Home - NLP-Suite/NLP-Suite GitHub Wiki

NLP Suite

GitHub release (latest by date)

WE ARE WORKING ON A NEW WEB-BASED APPROACH TO THE INSTALLATION AND RUNNING OF THE NLP SUITE BASED ON DOCKER. CLICK HERE TO PREVIEW.

Click here to open the download page and install the current release of the freeware, open source NLP Suite package.

Click here to view Release history, a complete list of bug fixes and new algorithms for current and past NLP Suite releases.

NLP Suite logo

What is the NLP Suite

In an age of BIG DATA, the purpose of the freeware, open-source NLP Suite is rather to provide humanists and social scientists a wide range of computational tools for the analysis and visualization of smaller datasets, the more typical datasets humanists and social scientists use (e.g., the works of one Nobel Prize winner, a handful of in-depth interviews, a few thousand newspaper articles).

Furthermore, the NLP Suite is designed for non-specialists, for scholars with no knowledge or little knowledge of Natural Language Processing. As Rafael Piloto puts it, our target user is a fourth grader.

The NLP Suite runs on either Windows or Mac Operating Systems. Many of the core algorithms of the current release of the NLP Suite work for the English Language only (e.g., Stanford CoreNLP, WordNet). Check out supported OS & language.

The NLP Suite is a freeware, open source package, nearly all written in Python, that for specialized tasks relies on a wide range of freeware Python packages and external software (from Stanford CoreNLP to Stanza, Gephi, Google Earth Pro, Google Maps, MALLET, SENNA, WordNet).

A brief history of the NLP Suite

The idea of the NLP Suite came out of Franzosi's life-long work on computer-assisted textual analysis using PC-ACE (Program for Computer-Assisted Coding of Events) and of the recent teaching of Big/Small Data & Visualization (Emory Soc/Ling/QTM 446W) in the Spring semester of 2016. To the handful of NLP Java files in PC-ACE written by Alberto Purpura in the Fall 2016, we started adding a few Python scripts written by students (e.g., a Python wrapper of Stanford CoreNLP). These Python scripts were run from command line independently of PC-ACE, could only process one or a handful of files, were not user friendly and were very buggy and slow.

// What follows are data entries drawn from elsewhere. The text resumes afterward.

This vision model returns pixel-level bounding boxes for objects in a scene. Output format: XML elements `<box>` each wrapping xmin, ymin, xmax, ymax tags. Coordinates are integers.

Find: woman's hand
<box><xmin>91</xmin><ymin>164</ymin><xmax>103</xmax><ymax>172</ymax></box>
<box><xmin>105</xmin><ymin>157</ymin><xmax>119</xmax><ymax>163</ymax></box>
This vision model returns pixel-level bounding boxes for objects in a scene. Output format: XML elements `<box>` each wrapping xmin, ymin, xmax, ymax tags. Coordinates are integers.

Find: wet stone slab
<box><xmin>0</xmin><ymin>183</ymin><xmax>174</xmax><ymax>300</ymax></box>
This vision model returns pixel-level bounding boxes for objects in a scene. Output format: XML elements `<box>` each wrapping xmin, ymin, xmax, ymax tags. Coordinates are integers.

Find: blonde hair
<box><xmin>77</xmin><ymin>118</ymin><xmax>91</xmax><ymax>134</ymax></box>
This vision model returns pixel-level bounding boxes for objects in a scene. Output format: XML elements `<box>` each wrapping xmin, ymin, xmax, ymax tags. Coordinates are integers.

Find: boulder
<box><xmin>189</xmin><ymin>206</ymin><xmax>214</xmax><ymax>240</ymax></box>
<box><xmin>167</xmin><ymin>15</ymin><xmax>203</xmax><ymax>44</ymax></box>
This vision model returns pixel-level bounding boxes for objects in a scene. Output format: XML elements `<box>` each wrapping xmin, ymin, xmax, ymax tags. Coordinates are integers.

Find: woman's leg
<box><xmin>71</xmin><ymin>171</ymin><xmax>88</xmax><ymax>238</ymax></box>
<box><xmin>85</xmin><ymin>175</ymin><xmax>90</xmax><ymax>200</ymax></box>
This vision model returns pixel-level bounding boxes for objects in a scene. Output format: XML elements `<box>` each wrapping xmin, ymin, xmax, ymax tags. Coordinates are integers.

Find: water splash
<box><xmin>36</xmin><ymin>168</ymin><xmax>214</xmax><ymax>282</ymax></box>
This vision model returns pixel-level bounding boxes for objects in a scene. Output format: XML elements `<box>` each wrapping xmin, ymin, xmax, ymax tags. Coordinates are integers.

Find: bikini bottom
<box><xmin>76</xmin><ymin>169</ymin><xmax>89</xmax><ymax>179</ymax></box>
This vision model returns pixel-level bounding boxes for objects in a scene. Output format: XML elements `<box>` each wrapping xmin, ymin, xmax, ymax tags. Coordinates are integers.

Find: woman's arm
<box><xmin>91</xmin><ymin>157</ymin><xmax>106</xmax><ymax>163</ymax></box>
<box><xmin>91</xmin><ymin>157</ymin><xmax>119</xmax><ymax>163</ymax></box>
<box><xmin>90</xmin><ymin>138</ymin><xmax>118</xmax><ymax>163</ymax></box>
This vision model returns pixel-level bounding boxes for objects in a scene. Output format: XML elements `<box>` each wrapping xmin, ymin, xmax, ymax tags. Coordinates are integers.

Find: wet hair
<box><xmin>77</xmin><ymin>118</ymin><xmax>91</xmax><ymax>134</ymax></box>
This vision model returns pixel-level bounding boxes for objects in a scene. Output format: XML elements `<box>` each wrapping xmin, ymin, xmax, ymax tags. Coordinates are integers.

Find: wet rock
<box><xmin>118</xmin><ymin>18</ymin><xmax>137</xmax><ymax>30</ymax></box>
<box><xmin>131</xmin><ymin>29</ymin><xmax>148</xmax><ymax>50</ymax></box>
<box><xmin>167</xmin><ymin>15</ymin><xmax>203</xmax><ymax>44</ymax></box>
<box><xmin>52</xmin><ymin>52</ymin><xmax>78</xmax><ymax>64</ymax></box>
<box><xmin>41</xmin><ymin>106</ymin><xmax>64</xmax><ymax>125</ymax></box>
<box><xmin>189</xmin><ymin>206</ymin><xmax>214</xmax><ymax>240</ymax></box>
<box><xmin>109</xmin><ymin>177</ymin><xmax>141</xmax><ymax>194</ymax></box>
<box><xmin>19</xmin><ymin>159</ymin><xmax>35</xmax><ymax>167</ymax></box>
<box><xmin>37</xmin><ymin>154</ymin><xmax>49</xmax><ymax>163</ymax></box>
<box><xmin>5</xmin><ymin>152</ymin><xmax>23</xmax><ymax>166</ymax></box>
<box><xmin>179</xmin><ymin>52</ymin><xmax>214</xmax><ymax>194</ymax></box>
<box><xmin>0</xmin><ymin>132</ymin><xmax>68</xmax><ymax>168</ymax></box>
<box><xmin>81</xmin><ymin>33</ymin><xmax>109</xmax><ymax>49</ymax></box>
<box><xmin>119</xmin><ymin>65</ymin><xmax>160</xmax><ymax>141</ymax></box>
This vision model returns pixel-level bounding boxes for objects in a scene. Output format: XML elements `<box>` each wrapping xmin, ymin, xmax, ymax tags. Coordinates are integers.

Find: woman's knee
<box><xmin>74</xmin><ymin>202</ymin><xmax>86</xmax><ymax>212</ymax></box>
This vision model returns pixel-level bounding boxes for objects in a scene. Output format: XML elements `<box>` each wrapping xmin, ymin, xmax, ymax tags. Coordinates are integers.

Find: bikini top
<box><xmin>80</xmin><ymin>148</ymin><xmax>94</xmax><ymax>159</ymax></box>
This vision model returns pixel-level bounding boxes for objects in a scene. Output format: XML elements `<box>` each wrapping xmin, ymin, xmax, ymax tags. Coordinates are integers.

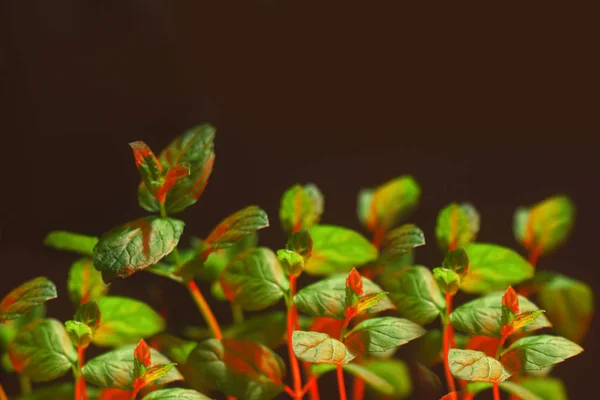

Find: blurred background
<box><xmin>1</xmin><ymin>1</ymin><xmax>598</xmax><ymax>399</ymax></box>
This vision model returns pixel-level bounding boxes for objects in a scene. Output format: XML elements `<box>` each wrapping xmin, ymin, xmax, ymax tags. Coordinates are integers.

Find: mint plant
<box><xmin>0</xmin><ymin>124</ymin><xmax>591</xmax><ymax>400</ymax></box>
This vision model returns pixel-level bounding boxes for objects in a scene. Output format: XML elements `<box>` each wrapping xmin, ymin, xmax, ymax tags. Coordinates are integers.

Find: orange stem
<box><xmin>443</xmin><ymin>292</ymin><xmax>457</xmax><ymax>394</ymax></box>
<box><xmin>528</xmin><ymin>246</ymin><xmax>541</xmax><ymax>267</ymax></box>
<box><xmin>303</xmin><ymin>362</ymin><xmax>320</xmax><ymax>399</ymax></box>
<box><xmin>337</xmin><ymin>365</ymin><xmax>347</xmax><ymax>400</ymax></box>
<box><xmin>187</xmin><ymin>281</ymin><xmax>222</xmax><ymax>340</ymax></box>
<box><xmin>75</xmin><ymin>346</ymin><xmax>88</xmax><ymax>400</ymax></box>
<box><xmin>287</xmin><ymin>276</ymin><xmax>302</xmax><ymax>399</ymax></box>
<box><xmin>0</xmin><ymin>383</ymin><xmax>7</xmax><ymax>400</ymax></box>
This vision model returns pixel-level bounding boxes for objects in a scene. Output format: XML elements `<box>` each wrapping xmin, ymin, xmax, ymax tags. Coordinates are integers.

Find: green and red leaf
<box><xmin>220</xmin><ymin>247</ymin><xmax>289</xmax><ymax>311</ymax></box>
<box><xmin>358</xmin><ymin>175</ymin><xmax>420</xmax><ymax>233</ymax></box>
<box><xmin>204</xmin><ymin>205</ymin><xmax>269</xmax><ymax>252</ymax></box>
<box><xmin>187</xmin><ymin>338</ymin><xmax>286</xmax><ymax>400</ymax></box>
<box><xmin>68</xmin><ymin>258</ymin><xmax>108</xmax><ymax>306</ymax></box>
<box><xmin>500</xmin><ymin>335</ymin><xmax>583</xmax><ymax>372</ymax></box>
<box><xmin>448</xmin><ymin>349</ymin><xmax>511</xmax><ymax>383</ymax></box>
<box><xmin>436</xmin><ymin>203</ymin><xmax>480</xmax><ymax>251</ymax></box>
<box><xmin>292</xmin><ymin>331</ymin><xmax>355</xmax><ymax>365</ymax></box>
<box><xmin>134</xmin><ymin>339</ymin><xmax>152</xmax><ymax>378</ymax></box>
<box><xmin>0</xmin><ymin>277</ymin><xmax>57</xmax><ymax>323</ymax></box>
<box><xmin>8</xmin><ymin>318</ymin><xmax>77</xmax><ymax>382</ymax></box>
<box><xmin>279</xmin><ymin>183</ymin><xmax>324</xmax><ymax>233</ymax></box>
<box><xmin>345</xmin><ymin>268</ymin><xmax>363</xmax><ymax>309</ymax></box>
<box><xmin>93</xmin><ymin>296</ymin><xmax>164</xmax><ymax>347</ymax></box>
<box><xmin>343</xmin><ymin>317</ymin><xmax>426</xmax><ymax>354</ymax></box>
<box><xmin>93</xmin><ymin>216</ymin><xmax>184</xmax><ymax>282</ymax></box>
<box><xmin>304</xmin><ymin>225</ymin><xmax>378</xmax><ymax>275</ymax></box>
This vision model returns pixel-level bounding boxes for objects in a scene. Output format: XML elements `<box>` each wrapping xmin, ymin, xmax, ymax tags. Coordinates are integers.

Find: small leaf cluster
<box><xmin>0</xmin><ymin>125</ymin><xmax>590</xmax><ymax>400</ymax></box>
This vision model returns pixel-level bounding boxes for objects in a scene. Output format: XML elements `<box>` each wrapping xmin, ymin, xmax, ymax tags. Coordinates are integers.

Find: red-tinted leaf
<box><xmin>466</xmin><ymin>336</ymin><xmax>501</xmax><ymax>358</ymax></box>
<box><xmin>130</xmin><ymin>141</ymin><xmax>163</xmax><ymax>191</ymax></box>
<box><xmin>134</xmin><ymin>339</ymin><xmax>152</xmax><ymax>378</ymax></box>
<box><xmin>155</xmin><ymin>163</ymin><xmax>191</xmax><ymax>203</ymax></box>
<box><xmin>502</xmin><ymin>286</ymin><xmax>519</xmax><ymax>314</ymax></box>
<box><xmin>0</xmin><ymin>277</ymin><xmax>57</xmax><ymax>323</ymax></box>
<box><xmin>204</xmin><ymin>206</ymin><xmax>269</xmax><ymax>252</ymax></box>
<box><xmin>98</xmin><ymin>388</ymin><xmax>132</xmax><ymax>400</ymax></box>
<box><xmin>310</xmin><ymin>317</ymin><xmax>345</xmax><ymax>340</ymax></box>
<box><xmin>346</xmin><ymin>268</ymin><xmax>363</xmax><ymax>297</ymax></box>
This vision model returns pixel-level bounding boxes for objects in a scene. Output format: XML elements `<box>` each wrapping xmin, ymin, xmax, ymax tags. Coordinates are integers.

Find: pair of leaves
<box><xmin>450</xmin><ymin>291</ymin><xmax>550</xmax><ymax>337</ymax></box>
<box><xmin>303</xmin><ymin>225</ymin><xmax>378</xmax><ymax>275</ymax></box>
<box><xmin>514</xmin><ymin>195</ymin><xmax>575</xmax><ymax>256</ymax></box>
<box><xmin>93</xmin><ymin>216</ymin><xmax>185</xmax><ymax>282</ymax></box>
<box><xmin>433</xmin><ymin>248</ymin><xmax>469</xmax><ymax>295</ymax></box>
<box><xmin>220</xmin><ymin>247</ymin><xmax>289</xmax><ymax>311</ymax></box>
<box><xmin>83</xmin><ymin>344</ymin><xmax>182</xmax><ymax>390</ymax></box>
<box><xmin>187</xmin><ymin>338</ymin><xmax>286</xmax><ymax>400</ymax></box>
<box><xmin>0</xmin><ymin>277</ymin><xmax>57</xmax><ymax>323</ymax></box>
<box><xmin>358</xmin><ymin>175</ymin><xmax>421</xmax><ymax>233</ymax></box>
<box><xmin>132</xmin><ymin>339</ymin><xmax>176</xmax><ymax>393</ymax></box>
<box><xmin>292</xmin><ymin>317</ymin><xmax>425</xmax><ymax>365</ymax></box>
<box><xmin>279</xmin><ymin>183</ymin><xmax>324</xmax><ymax>233</ymax></box>
<box><xmin>295</xmin><ymin>274</ymin><xmax>393</xmax><ymax>319</ymax></box>
<box><xmin>93</xmin><ymin>296</ymin><xmax>164</xmax><ymax>347</ymax></box>
<box><xmin>8</xmin><ymin>318</ymin><xmax>77</xmax><ymax>382</ymax></box>
<box><xmin>137</xmin><ymin>124</ymin><xmax>216</xmax><ymax>214</ymax></box>
<box><xmin>435</xmin><ymin>203</ymin><xmax>480</xmax><ymax>251</ymax></box>
<box><xmin>449</xmin><ymin>335</ymin><xmax>583</xmax><ymax>383</ymax></box>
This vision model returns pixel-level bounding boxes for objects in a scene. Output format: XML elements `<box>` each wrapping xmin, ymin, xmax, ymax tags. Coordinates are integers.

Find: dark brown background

In the Spring semester of 2019, with Jack Hester as TA, we worked hard to improve the Python algorithms and to introduce Graphical User Interface (GUI) in Tkinter for the major scripts.

In the summer of 2019, while a visiting professor at the University of Urbino, Italy, Franzosi decided to learn Python (with the help of Marco Cappellacci) to keep up with what student collaborators were doing. Franzosi made it his obsession to continuously improve the user interface, generalize the scripts, and structure the package.

In the Fall semester 2019, with Josh Karol as TA, we abandoned PC-ACE altogether and focused on improving the growing number of Python scripts and the GUIs.

As we were exchanging Python files over email, collaborators Yi Wang and Brett Landau started urging Franzosi to setup the package in GitHub. Swamped with development work, Franzosi resisted having to learn new things until, in the Spring 2021, Rafael Piloto took the time to setup the NLP Suite GitHub page and here we are. And yes, learning the ins and outs of GitHub was not easy; not to mention writing all the documents for first-time users. Wei Dai wrote the scripts to install the NLP Suite with ongoing improvements. Franzosi continued to work on the user interface, developing the online ?HELP, Read me, videos, reminders, TIPS and, with hundreds of functions and scripts, the structure of the NLP Suite. At the same time, he has continued to work with his team on extending the range of NLP tools available in the NLP Suite.

In the Spring semester 2024, Rafael Piloto designed the new web-based approach to the NLP-Suite and new installation based on Docker and managed the team that worked on the project: Aiden Amaya, Calla Gong, Isaac (William) Light, and Sherry Rui.